NEW YOR (AP) — Stocks are ticking higher, and Wall Street is relaxing a bit after a report showed inflation is cooling faster than expected. The S&P 500 was 0.2% higher in early trading Wednesday. The Dow Jones Industrial Average and Nasdaq composite were also up modestly. A report showed prices at the consumer level rose only 5% last month from a year earlier. That’s still high, which kept a check on financial markets. But it was also below what economists expected and marked a continued slowdown from inflation’s peak last summer. Yields fell. The 10-year Treasury yield dropped to 3.39%.

White House moves to protect some abortion patients’ records

WASHINGTON (AP) — The White House has proposed a federal rule aiming to limit how law enforcement and state officials collect medical records from health providers and insurers if they pursue investigations into women who flee their home states to seek abortions elsewhere. The proposal was prompted by blows to abortion access across the country. A federal judge’s ruling Friday in Texas threatens to pull the commonly used abortion pill mifepristone off the market. The rule proposed Wednesday by the U.S. Department of Health and Human Services would prohibit health care organizations from giving authorities personal medical records for investigations related to reproductive care in states where women legally obtained abortions.

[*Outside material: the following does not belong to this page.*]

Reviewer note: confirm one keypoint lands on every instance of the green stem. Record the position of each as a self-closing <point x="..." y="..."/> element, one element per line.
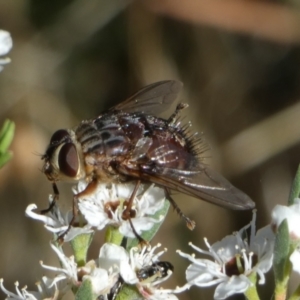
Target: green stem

IMF: Prolonged high inflation dims outlook for world economy

WASHINGTON (AP) — The outlook for the world economy this year has dimmed in the face of chronically high inflation, rising interest rates and uncertainties resulting from the collapse of two big American banks. That’s the view of the International Monetary Fund, which has downgraded its outlook for global economic growth. The IMF now envisions growth this year of 2.8%, down from 3.4% in 2022 and from the 2.9% estimate for 2023 it made in its previous forecast in January. The fund said the possibility of a “hard landing,” in which rising interest rates weaken growth so much as to cause a recession, has ”risen sharply,” especially in the world’s wealthiest countries.

Small business owners feel the credit crunch

NEW YORK (AP) — Small businesses are seeing the already-tough process of getting business loans get even tougher. Borrowing for small businesses was already constrained due to rising interest rates. Following the recent Silicon Valley Bank collapse, some banks – particularly the small and midsize banks that serve small businesses — may be forced to tighten credit further, since they’re seeing an outflow of deposits. And banks are being more cautious in general due to uncertainty about the economy. Small businesses say they’re getting rejected for loans or seeing more unfavorable terms, meaning some plans for expansion are being put on hold.